Greetings Russ and company:
I tried your illustrated command “ps -p monitord_pid -o %a” to get the args and no luck. We are running AIX5.3 TL8 SP7 and CIS5.6.2.
For example, executing >ps -p 307570 -o %a
yields: COMMAND
hcimonitord -S allina_prod3
Maybe an AIX version “feature”? (we recently went from SP3 to SP7 to migrate to IBM supported version of our disk hardware).
Just for thought here.
BobR
What you described I hope isn’t a SP7 issue.
What you described will also happen when you start the monitord by launching the netmonitor from the IDE instead of doing something like
hcisitectl -k m -s m -A “a=-cl ‘default.alrt'”
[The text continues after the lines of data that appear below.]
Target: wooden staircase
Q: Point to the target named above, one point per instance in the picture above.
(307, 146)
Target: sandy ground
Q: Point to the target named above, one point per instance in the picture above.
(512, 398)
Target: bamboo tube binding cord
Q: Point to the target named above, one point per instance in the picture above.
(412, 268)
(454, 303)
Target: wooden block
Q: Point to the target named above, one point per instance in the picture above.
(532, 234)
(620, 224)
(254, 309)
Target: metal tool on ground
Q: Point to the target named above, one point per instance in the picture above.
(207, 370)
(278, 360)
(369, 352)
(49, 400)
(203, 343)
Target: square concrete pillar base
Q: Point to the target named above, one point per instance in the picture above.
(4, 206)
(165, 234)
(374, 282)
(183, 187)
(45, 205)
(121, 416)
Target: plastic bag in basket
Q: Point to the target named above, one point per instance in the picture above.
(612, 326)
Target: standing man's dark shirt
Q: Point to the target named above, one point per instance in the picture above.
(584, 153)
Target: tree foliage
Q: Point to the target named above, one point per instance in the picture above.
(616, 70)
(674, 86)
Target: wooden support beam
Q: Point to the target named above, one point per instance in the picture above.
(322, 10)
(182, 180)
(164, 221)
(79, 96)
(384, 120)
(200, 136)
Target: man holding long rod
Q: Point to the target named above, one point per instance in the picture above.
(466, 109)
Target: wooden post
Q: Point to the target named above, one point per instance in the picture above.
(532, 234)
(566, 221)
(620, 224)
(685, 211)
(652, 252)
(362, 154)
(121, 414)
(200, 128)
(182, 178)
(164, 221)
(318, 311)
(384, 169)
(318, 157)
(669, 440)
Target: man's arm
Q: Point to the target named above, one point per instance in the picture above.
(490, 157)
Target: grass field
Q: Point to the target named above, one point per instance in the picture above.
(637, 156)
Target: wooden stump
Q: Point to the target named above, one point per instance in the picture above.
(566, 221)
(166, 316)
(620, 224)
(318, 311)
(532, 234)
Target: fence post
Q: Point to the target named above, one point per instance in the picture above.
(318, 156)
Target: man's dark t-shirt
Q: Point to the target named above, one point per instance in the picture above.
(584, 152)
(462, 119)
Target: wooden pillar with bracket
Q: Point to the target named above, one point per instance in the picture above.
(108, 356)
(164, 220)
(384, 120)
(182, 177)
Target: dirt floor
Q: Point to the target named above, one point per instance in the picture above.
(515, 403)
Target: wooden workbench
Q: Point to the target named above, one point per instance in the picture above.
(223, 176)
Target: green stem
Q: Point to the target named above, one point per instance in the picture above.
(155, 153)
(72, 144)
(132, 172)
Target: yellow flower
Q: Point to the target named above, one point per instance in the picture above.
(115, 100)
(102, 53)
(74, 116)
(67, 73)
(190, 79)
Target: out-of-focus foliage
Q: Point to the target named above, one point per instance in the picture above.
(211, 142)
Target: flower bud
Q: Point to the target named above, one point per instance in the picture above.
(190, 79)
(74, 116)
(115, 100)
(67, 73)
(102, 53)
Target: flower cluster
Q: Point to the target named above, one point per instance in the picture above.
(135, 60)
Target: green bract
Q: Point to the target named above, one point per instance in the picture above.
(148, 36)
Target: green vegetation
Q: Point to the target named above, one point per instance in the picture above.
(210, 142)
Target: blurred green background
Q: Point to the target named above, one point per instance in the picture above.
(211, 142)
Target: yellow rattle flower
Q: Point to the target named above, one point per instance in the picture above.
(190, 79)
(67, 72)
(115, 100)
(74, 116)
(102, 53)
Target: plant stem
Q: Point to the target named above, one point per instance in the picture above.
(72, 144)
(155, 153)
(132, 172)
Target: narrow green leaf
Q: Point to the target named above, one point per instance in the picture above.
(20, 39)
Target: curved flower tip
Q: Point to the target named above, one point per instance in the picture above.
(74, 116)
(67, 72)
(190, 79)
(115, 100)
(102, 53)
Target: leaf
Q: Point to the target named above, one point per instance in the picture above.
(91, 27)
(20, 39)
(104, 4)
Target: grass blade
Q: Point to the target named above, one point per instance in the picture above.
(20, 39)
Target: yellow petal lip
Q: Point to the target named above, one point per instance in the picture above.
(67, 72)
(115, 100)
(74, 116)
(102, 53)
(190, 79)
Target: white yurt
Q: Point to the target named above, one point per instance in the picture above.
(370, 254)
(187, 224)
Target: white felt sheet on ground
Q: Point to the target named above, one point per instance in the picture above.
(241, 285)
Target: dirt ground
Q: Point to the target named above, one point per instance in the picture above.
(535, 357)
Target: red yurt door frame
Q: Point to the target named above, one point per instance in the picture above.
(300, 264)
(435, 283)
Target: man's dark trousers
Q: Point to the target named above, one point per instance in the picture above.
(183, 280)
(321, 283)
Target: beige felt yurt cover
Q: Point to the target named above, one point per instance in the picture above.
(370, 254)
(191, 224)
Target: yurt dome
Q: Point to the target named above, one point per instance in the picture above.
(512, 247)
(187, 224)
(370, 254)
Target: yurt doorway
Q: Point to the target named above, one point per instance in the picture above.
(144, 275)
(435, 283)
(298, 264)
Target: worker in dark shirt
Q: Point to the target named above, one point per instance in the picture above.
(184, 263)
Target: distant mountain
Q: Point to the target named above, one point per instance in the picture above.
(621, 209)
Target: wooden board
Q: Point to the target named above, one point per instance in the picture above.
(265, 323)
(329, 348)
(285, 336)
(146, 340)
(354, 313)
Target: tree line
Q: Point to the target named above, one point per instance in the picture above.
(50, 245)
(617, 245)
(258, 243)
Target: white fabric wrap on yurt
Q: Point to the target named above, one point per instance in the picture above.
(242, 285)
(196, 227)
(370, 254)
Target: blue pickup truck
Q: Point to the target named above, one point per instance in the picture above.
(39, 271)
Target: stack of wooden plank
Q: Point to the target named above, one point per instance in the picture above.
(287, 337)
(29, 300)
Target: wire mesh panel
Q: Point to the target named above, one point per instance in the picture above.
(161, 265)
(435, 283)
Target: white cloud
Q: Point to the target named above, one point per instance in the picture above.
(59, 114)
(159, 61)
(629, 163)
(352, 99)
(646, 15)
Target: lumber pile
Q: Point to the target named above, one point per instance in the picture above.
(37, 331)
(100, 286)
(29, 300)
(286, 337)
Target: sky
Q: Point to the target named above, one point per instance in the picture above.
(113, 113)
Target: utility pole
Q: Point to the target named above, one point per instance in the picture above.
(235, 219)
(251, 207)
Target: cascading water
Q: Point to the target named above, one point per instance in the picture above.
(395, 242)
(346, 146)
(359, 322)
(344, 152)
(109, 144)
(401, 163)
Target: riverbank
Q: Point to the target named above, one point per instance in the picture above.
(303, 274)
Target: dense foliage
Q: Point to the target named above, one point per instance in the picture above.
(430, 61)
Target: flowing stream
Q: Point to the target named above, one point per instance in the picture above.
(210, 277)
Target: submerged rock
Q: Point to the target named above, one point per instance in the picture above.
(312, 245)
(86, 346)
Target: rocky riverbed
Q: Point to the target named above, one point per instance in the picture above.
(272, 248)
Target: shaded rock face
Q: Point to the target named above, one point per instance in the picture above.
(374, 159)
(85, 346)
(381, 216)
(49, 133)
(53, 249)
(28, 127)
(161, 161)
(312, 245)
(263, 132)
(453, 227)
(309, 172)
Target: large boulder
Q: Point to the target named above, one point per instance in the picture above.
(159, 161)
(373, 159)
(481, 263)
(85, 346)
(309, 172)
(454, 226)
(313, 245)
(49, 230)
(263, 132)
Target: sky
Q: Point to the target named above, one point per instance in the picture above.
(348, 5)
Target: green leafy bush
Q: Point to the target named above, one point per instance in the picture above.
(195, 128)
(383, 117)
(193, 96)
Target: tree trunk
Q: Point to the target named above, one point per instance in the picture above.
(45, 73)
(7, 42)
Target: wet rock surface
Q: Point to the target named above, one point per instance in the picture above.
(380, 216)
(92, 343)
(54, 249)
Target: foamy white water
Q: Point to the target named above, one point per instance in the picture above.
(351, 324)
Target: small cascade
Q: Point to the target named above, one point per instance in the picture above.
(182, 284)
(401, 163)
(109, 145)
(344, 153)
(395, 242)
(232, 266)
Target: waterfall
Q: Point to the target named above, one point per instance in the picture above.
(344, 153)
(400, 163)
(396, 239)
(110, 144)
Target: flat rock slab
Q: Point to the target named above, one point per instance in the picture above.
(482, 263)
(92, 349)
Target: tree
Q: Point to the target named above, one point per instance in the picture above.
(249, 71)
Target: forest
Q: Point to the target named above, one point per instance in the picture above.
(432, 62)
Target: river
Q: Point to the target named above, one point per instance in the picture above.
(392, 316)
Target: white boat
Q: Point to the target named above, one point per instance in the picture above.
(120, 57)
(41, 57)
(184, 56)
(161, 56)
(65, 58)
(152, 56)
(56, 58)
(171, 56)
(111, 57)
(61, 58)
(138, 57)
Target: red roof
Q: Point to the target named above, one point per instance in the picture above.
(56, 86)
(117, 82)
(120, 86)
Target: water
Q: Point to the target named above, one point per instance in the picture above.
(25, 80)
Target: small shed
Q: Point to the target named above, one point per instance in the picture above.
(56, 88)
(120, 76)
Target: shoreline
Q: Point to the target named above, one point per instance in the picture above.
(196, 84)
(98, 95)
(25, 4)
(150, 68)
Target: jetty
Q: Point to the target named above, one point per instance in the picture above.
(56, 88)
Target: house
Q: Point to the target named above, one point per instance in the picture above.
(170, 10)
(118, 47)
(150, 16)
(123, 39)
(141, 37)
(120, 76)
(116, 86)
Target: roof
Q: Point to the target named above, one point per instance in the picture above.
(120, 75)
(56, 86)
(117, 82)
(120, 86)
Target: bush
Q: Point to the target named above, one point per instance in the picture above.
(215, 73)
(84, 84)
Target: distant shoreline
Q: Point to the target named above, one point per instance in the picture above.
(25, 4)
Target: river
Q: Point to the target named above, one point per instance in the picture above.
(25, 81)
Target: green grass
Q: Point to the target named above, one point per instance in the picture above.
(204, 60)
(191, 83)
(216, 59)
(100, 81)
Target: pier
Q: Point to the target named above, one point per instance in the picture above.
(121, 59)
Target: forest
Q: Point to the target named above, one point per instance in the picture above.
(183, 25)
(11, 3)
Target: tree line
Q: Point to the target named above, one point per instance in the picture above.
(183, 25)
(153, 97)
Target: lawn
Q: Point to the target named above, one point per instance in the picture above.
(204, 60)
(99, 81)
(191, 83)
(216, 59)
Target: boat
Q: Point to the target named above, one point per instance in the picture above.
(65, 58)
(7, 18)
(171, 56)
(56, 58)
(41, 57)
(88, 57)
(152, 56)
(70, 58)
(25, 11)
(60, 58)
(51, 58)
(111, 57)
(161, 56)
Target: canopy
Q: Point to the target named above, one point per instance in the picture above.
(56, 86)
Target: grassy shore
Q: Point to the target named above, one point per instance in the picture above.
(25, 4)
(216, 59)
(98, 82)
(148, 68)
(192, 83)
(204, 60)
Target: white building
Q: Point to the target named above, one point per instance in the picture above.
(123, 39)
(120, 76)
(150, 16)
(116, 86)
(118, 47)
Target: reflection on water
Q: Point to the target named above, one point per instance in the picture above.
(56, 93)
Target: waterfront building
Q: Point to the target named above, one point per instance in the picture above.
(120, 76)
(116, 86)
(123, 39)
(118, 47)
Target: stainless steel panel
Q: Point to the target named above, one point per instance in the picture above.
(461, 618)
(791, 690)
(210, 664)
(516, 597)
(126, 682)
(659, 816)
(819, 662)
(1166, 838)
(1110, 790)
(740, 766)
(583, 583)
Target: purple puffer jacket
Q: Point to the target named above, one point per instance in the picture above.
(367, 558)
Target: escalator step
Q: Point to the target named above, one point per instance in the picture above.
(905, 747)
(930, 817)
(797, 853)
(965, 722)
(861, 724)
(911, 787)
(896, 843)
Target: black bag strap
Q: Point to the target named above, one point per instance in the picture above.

By default when starting the monitord by launching the netmonitor from the IDE loads the default.alrt file even though it doesn’t show up in the args, which I’m not crazy about either but learned to live with it.
When I don’t see any args I’ve been able to assume that the default.alrt file is loaded.
I like to see the args so when this comes to my attention I simply run the turn_on_alerts.ksh script I posted.
I’m still able to
ps_md | grep off
to see if any sites have their alerts turned off despite this inconsistancy.
Another thing to note is interfaces in a site will remain running even if the monitord is killed without stopping the interfaces, but I don’t believe the alerts will continue to run.
You could check for this condition if you wanted by looking for any process pid files and not finding
$HCISITEDIR/exec/hcimonitord/pid
Russ Ross
RussRoss318@gmail.com
Russ:
You must be correct in your assumption: our scripts stop/start the monitor and lock managers using the vanilla command syntax
>hcisitectl -K; hcisitectl -S
I am aware of the fuller syntax but our shop has not gone that far
at this point.
Just a caveat that unless other folks use that full syntax to start up their monitor daemons, it appears the “%a” option will not yield what alrt file was loaded.
See you at the conference?